飞行器能源与热管理系统中多能流统一建模与分析方法
收稿日期: 2022-12-26
修回日期: 2023-02-01
录用日期: 2023-04-03
网络出版日期: 2023-04-21
基金资助
国家自然科学基金(52125604)
Unified modeling and analysis method of multi-energy flow for aircraft energy and thermal management system
Received date: 2022-12-26
Revised date: 2023-02-01
Accepted date: 2023-04-03
Online published: 2023-04-21
Supported by
National Natural Science Foundation of China(52125604)
能源与热管理系统的综合集成优化设计是充分提升飞行器性能的关键技术之一。然而,由于热管理、电源等子系统的传统分析方法存在差异,导致整体集成设计的复杂度大。基于热力系统分析的热量流法,建立了电量、热量、工质的规范化传输网络模型,提出了热管理、电源等子系统间的数据交互方法,形成了飞行器能源与热管理系统的整体建模分析方法。计算结果表明,该方法在确保准确性的前提下,计算耗时比商业软件AMESim低近2个数量级。通过对给定飞行剖面的系统进行变工况仿真,计算出了在满足温控的需求下,单次任务目标所需的相变工质携带量为348.8 kg,机载蓄电池所需的最低初始电量和容量为1 837、3 158 W∙h。因此,所提出的方法可用于飞行器轻量化的定量优化。

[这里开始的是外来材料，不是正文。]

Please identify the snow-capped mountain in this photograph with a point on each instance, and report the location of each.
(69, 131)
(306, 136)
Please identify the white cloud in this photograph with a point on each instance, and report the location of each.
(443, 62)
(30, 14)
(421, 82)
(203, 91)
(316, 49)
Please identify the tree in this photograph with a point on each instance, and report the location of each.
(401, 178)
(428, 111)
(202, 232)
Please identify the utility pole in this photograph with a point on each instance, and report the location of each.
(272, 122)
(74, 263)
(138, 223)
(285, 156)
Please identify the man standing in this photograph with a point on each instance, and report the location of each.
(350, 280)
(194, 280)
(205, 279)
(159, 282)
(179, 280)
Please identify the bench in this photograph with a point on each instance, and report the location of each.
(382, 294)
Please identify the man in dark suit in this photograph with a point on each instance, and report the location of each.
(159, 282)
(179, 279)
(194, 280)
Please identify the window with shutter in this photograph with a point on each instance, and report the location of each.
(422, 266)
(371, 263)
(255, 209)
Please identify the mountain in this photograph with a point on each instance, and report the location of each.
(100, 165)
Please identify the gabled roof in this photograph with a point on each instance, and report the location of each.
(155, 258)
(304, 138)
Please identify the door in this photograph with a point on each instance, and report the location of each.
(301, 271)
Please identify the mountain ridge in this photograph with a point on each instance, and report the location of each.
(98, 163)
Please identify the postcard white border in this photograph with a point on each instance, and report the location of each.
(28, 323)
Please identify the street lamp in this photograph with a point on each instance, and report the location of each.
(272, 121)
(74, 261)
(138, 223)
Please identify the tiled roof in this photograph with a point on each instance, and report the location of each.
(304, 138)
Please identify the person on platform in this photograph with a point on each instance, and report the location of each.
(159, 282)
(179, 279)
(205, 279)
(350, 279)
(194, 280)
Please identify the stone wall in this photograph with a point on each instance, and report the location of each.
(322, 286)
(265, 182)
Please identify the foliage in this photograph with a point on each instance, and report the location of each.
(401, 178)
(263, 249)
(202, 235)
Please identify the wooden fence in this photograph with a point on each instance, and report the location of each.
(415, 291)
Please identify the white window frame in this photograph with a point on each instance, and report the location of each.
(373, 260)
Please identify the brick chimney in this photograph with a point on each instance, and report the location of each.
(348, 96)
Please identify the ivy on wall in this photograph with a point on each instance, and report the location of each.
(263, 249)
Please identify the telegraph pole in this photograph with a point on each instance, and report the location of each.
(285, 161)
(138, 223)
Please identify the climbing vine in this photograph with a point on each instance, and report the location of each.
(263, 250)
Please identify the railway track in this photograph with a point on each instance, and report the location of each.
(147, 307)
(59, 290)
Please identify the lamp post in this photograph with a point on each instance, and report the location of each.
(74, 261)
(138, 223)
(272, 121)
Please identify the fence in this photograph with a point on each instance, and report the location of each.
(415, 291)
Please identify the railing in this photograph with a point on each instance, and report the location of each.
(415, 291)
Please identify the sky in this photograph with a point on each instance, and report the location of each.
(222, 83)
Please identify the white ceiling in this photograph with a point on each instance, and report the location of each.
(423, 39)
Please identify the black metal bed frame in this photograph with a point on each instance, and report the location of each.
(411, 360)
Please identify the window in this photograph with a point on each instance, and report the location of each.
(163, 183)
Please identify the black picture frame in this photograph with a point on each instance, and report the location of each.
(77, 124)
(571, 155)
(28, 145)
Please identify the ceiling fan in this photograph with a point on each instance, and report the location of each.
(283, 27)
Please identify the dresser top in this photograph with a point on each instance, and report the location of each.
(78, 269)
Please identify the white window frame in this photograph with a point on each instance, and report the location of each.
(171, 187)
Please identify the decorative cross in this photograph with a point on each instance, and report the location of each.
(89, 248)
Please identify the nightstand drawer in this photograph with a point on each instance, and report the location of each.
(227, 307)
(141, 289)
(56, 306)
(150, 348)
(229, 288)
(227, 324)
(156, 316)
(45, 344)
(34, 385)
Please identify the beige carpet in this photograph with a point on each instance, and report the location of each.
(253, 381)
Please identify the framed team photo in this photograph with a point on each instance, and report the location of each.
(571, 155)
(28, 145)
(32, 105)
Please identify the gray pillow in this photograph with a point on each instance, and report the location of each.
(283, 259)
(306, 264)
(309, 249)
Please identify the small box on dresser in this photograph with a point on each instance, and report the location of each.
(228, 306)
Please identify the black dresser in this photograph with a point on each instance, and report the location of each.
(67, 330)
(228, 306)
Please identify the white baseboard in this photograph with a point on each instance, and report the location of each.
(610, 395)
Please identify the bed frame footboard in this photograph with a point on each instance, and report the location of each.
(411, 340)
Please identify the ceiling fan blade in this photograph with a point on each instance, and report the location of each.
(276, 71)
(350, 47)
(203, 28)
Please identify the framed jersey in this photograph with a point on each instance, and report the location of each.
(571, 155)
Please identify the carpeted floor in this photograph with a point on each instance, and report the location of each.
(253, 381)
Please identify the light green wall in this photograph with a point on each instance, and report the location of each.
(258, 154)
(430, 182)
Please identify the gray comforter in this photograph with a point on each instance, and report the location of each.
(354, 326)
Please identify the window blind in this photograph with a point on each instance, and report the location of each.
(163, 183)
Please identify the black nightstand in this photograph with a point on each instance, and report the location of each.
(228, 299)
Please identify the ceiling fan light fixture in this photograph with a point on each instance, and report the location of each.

滕润航 , 贺克伦 , 赵甜 , 於萧萧 , 于喜奎 , 徐向华 , 梁新刚 , 陈群 . 飞行器能源与热管理系统中多能流统一建模与分析方法[J]. 航空学报, 2023 , 44(19) : 128427 -128427 . DOI: 10.7527/S1000-6893.2023.28427
The integrated optimization of energy and thermal management system is one of the key technologies in aircraft performance improvement. However, due to the differences in traditional analysis methods of thermal management, power supply and other subsystems, the overall integration analysis is too complicated to conduct. Based on the heat current method of thermal system analysis, this paper establishes the standardized transmission network model of electric, heat and working medium, and proposes the data interaction method between the subsystems of thermal management and power supply, forming an overall modeling and analysis method for the energy and thermal management system of aircraft. The same system is also computationally tested on AMESim. Calculation results show that the calculation time of the newly proposed method is nearly 2 orders of magnitude lower than that of the commercial software AMESim on the premise of ensuring the accuracy. Through the variable condition simulation of the system with a given flight profile, it is calculated that under the requirement of temperature control, the carrying capacity of the phase change working medium required by a single mission target is calculated to be 348.8 kg, and the minimum initial power and capacity required by the airborne battery are 1 837 and 3 158 W∙h, repsectively. In conclusion, the proposed method can be used for quantitative lightweight optimization of aircraft.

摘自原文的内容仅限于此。